She could dump the whole business on Roarke, of course. He actually liked to come across stuff to pick up. The man shopped—something she avoided at all possible costs. But if you were going to end up with all these people in your life, it seemed you should at least spend a half a minute picking something up, personally. Plus, she thought it was another kind of rule.

Relationships were lousy with rules, that much she’d learned. It was just her bad luck that she usually tried to play by them.

One of the rules she enjoyed was verbally bitch-slapping Summerset on her way in or out the door. He was there—of course he was there, the skeleton in a black suit—in the foyer.

“My vehicle better be right where I left it, Nancy.”

His lips thinned. “You’ll find the object you call a vehicle currently embarrassing the front of this house. I require any and all additions or adjustments to your personal guest list for tomorrow’s gathering by two this afternoon.”

“Yeah? Well, check with my social secretary. I’ll be a little busy serving and protecting the city for lists.”

She strolled out, then hissed. List? She was supposed to have a list for this, too? What was wrong with just running into someone and telling them to come on by?

She hunched against the nasty, freezing rain, slid into her car. The heater was already running. Summerset’s work, probably, which would have to go on the list of reasons not to strangle him in his sleep.

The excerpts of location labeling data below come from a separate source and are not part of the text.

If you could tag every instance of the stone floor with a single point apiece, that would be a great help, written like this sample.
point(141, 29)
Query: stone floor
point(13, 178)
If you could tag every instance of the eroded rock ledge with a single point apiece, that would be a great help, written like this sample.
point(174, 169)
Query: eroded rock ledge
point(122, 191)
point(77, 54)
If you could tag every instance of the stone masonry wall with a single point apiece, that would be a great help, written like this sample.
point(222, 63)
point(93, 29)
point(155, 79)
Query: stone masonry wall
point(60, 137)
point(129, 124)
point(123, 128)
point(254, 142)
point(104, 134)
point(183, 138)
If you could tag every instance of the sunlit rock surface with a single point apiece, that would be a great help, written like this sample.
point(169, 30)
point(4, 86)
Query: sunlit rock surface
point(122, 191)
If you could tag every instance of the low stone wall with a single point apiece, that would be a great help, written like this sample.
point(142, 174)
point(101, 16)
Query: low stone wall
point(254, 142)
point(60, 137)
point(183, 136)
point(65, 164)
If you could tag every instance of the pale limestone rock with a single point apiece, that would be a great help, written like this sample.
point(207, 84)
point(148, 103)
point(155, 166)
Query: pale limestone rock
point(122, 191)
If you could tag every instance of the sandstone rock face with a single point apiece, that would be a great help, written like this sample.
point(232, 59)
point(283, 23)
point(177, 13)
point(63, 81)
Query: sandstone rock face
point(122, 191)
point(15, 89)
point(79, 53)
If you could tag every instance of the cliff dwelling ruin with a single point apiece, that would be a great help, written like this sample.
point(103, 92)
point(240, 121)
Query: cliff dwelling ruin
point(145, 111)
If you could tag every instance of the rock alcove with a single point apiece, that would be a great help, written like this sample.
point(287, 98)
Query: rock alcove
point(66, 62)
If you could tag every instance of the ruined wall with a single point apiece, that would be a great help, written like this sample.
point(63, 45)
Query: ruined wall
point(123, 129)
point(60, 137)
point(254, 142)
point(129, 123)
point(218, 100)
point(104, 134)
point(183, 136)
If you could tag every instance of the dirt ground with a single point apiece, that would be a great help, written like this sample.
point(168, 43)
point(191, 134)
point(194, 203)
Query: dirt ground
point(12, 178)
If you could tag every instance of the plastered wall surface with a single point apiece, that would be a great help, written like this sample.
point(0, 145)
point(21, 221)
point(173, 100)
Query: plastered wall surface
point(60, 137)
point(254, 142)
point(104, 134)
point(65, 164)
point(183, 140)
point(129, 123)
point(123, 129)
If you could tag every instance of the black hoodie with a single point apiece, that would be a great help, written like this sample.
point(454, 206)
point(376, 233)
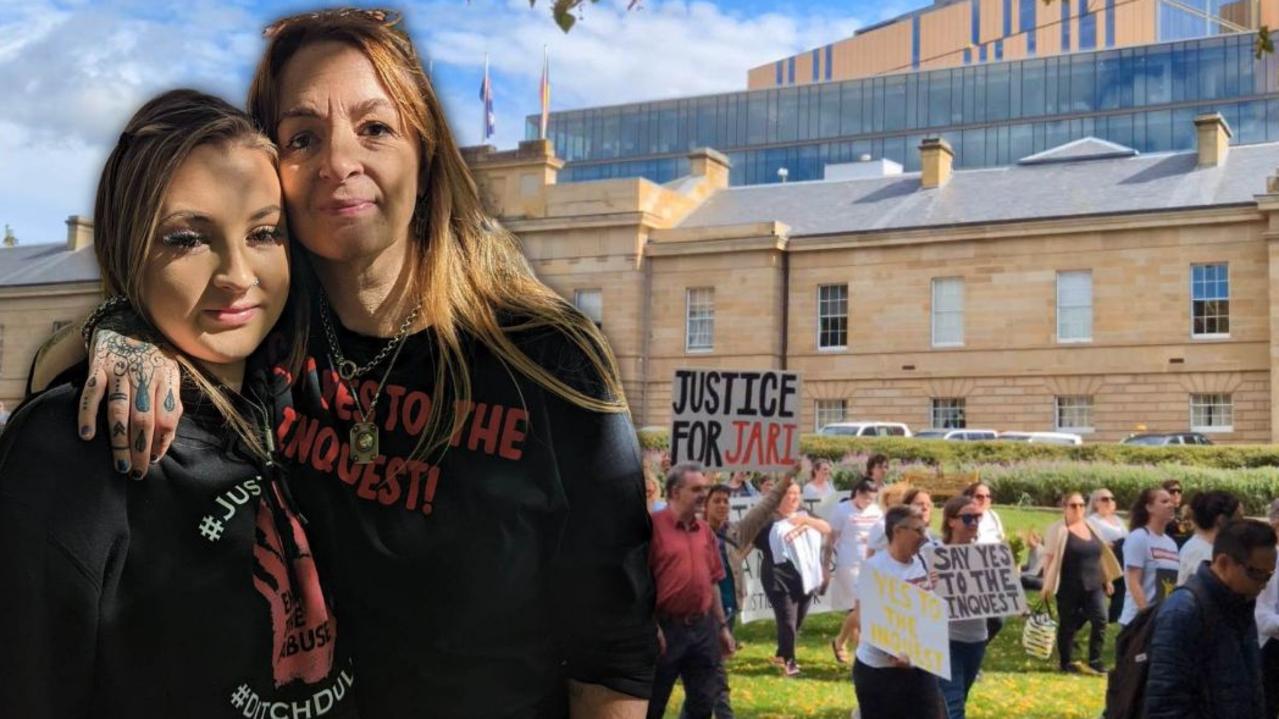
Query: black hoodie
point(191, 594)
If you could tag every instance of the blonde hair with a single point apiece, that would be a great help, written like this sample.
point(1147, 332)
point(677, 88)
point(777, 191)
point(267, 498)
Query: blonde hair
point(155, 142)
point(466, 269)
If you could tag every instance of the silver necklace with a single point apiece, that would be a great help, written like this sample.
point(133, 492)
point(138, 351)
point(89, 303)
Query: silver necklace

At least that was a short one.

She started down the drive, engaged the dash ‘link and tagged Roarke.

“Miss me already?”

“Every second without you is a personal hell. Listen, am I supposed to have a list? Like a guest list for this deal tomorrow?”

“Do you want one?”

“No. No, I don’t want a damn list, but—”

“It’s taken care of, Eve.”

“Okay, good then. Fine.” Another thought wandered into her brain. “I probably have an entire outfit, down to the underwear, all picked out, too, don’t I?”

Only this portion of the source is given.